Costa Rica

Tortuguero, My Favorite Place in Costa Rica (And of My Trip So Far)

by Tannerthetraveler on September 21, 2011

Tortuguero, My Favorite Place in Costa Rica (And of My Trip So Far)

I will put this on the table right away, I am a nature loving kind of guy. That being said, one of the coolest places I have ever been is Tortuguero National Park in Costa Rica. I heard about this place from a few of the people I was traveling with in Coco and Tamarindo and decided to check it out. After a brief stint in San Jose, I started my adventure into the wild. I took a morning bus up to Cariari. In another few hours, I boarded the bus to La Pavona, the small town which houses the ferries into the park.

On my particular bus, there was a very loud and obnoxious baby, and a man with a box of chicks. Both of these were a great source of loud noise. Surviving the annoyance got easier when the bus took us through a banana plantation, and we got to see the mechanism which moves the bananas across the road and into the packaging facility, which I thought was pretty cool. Soon after that, my bus arrived and I bought my ticket into the wild.

Riding the boat into Tortuguero village was like the Disney jungle cruise, but real. Wildlife and jungle vegetation of all sorts surrounded us. There were monkeys in the trees, kingfisher birds diving everywhere, iguanas climbing around, river otters getting in for a swim, fish jumping, and much more. There was even an old sunken ship along the route, adding to the adventurous feel of the voyage. Even better was that the sun set along my cruise, providing beauty in itself, but also giving me the unique opportunity to see the lanterns over the small huts that appeared along the side of the river every once in a while. It was absolutely magical.

The boat ride in took somewhere between a half hour and an hour. I am not sure exactly how long because I was either marvelling at the beauty of the place or fantasizing about what the rest of the trip will be like. There was even a cabin for sale somewhere along the river for the equivalent of $7000 USD. It got me thinking about how wonderful it would be to live here for a while. Arriving at the village, I was taken to my hostel by the guide from the boat and he explained that for $40, I could get on a guided canoe cruise of the jungle in the morning, a ticket into the park all day, and a night tour to see the Green Turtles nesting. Normally, my daily budget is around $20, and that includes food and a place to stay, but I felt that getting the most out of this place would definitely be worth it. It was.
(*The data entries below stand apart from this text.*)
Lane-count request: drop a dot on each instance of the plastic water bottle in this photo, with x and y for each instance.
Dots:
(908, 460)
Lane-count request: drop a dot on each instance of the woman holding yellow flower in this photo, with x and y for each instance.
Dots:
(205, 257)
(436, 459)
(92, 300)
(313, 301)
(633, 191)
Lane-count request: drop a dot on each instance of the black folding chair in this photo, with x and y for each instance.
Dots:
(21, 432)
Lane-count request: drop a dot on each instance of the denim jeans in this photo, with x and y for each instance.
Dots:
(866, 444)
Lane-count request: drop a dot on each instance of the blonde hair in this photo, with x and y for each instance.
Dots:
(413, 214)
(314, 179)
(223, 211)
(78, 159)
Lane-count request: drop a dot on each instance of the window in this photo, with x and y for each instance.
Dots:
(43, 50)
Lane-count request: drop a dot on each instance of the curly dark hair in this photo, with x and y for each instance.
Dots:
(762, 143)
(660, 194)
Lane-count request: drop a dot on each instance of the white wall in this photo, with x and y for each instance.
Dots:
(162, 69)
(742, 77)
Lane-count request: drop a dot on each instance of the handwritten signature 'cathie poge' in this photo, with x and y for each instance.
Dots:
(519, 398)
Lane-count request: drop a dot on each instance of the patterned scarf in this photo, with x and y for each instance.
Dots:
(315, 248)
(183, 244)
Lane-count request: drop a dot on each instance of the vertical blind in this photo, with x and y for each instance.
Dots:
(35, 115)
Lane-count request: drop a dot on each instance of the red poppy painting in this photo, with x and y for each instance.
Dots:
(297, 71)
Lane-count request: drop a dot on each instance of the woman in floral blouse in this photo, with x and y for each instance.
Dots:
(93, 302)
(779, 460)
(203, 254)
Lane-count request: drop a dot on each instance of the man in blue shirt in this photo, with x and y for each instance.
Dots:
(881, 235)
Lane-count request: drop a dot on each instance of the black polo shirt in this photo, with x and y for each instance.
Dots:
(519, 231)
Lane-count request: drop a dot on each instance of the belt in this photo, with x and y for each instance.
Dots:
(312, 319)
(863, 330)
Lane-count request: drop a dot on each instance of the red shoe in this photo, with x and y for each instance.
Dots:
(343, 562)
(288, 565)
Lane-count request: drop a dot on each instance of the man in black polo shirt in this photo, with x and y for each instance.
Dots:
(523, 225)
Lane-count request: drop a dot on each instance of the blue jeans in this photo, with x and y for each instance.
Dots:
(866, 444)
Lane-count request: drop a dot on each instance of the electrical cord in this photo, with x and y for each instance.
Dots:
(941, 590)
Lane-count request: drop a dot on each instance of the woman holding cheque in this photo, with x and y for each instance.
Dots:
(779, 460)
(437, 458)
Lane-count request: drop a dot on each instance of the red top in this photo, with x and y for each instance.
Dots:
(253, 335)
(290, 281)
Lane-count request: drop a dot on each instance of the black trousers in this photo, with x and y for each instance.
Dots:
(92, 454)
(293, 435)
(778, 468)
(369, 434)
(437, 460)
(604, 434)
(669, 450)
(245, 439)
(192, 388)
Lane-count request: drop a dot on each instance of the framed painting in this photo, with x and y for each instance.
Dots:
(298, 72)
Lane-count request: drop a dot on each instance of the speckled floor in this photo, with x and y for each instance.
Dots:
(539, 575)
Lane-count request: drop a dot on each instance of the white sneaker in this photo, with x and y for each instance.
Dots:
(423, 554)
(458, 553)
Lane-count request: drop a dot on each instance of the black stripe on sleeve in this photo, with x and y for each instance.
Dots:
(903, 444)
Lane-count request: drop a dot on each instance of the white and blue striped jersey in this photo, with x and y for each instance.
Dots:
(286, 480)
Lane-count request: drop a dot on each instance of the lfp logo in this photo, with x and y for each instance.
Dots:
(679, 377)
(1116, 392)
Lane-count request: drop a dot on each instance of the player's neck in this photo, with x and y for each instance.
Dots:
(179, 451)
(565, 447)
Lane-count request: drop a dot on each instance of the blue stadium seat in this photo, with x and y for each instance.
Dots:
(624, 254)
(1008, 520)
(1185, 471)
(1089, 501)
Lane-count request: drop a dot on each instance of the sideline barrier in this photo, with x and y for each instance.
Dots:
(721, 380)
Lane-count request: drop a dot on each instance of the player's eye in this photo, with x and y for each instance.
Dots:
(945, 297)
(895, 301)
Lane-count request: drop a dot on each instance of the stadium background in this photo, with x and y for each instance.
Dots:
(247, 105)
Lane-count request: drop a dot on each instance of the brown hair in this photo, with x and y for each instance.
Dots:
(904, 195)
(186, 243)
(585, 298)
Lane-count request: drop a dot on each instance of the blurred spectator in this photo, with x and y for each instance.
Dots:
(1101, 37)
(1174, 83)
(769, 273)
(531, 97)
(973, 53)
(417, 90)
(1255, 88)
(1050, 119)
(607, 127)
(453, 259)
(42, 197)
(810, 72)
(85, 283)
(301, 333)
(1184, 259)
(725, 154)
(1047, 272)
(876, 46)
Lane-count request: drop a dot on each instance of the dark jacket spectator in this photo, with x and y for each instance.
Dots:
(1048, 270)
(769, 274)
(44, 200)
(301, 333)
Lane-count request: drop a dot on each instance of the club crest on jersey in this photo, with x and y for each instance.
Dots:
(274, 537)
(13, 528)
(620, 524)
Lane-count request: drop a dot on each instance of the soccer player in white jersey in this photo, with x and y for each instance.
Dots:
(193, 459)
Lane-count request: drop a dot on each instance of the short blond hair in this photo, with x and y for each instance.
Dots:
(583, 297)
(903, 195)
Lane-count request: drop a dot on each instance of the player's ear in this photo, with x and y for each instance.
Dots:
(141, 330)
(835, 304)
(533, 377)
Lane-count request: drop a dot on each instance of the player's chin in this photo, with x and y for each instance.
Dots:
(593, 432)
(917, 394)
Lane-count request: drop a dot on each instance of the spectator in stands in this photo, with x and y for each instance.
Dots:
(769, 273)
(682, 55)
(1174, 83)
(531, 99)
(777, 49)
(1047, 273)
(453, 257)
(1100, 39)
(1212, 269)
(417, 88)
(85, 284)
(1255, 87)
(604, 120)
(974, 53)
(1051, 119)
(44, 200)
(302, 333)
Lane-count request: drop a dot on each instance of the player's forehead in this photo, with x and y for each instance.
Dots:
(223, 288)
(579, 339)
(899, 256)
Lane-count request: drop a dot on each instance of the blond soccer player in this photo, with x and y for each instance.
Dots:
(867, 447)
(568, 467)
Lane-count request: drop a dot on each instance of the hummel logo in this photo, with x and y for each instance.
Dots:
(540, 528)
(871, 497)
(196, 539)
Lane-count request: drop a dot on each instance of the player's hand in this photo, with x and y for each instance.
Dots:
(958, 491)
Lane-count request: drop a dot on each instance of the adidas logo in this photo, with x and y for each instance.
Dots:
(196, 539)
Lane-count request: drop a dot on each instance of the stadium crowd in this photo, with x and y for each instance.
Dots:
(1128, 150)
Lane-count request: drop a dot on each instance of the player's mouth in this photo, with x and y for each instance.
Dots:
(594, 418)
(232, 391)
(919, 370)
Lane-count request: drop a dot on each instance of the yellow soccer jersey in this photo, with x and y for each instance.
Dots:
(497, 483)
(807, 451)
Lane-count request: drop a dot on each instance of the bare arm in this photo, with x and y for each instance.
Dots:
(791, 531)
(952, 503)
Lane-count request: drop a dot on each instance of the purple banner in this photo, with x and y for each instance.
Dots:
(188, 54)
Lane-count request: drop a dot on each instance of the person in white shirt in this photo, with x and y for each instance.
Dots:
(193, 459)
I didn't have an alarm clock, or any way to tell time, but the guide said he would get me up in time for the tour, which was at 6 am. He didn't. Luckily, I happened to wake up at 5 anyway. How often does that happen? I felt like me going on this tour was meant to be. The tour was incredible. We saw so many different kinds of wildlife, and it felt great to be paddling the boat along instead of riding by motor. The guide did a great job of explaining the ways the different animals of the jungle live their lives, and gave us plenty of perfect opportunities to take pictures. He even snagged a juvenile cayman out of the river and I got to hold it. Unbelievable. The tour went way above my expectations and turned it into the highlight of my trip. Upon returning to the island, I walked straight across the island and saw the Caribbean for the first time in my life. It was only about 9 am, and my day was already incredible.

I spent a little while swimming off the beach and then returned to my hostel, ate a little, and went out to explore the park. Walking down the path through the jungle was great. Once again, there was an amazing amount of wildlife to see and photograph. The rubber boots I had to rent didn't go well with my shorts (they yanked the hairs and chaffed the skin on my legs) but it was still amazing. The spiders are gigantic there and I finally figured out how to get a good picture of them. I returned to my hostel and hung out with the others that were staying there, I made some great friends that gave me some helpful tips for budget travel, and I hung out with one of them long enough to see the Red Hot Chili Peppers and the Independence Day festival back in San Jose. I ate dinner, played some guitar, and left for my night turtle tour.

I am not sure how I feel about paying to see a creature give birth, but it was an informative and unique experience. Unfortunately, I wasn't allowed to bring my camera to photograph the turtles, or the beautiful, fighter jet-like moth that I saw on the way back. When I was almost back to my hostel, I saw a sign on a cabin that read:  "Adventurous? In Shape? looking to try something new?" I read on and it was an advertisement for a guide that takes you camping out into the jungle in search of the big cats and other rarely seen creatures. I was excited. I looked at my wallet. Crap, out of money. I had just enough to get back to San Jose the next morning and there is no ATM on the island. Something to do if I return I guess.

I woke up in the morning, helped a local group rake up all of the leaves in a park nearby, and boarded my boat back. The ride back was almost equally amazing as the ride in, but I was not too excited to leave. Going through the banana fields again was cool also, but my brief trip into the wild was over. I got back to San Jose and typed to my friends back home:  "If you have a bucket list, put Tortuguero on it. It is an incredible must see. Everyone needs to get here at least once in their lives."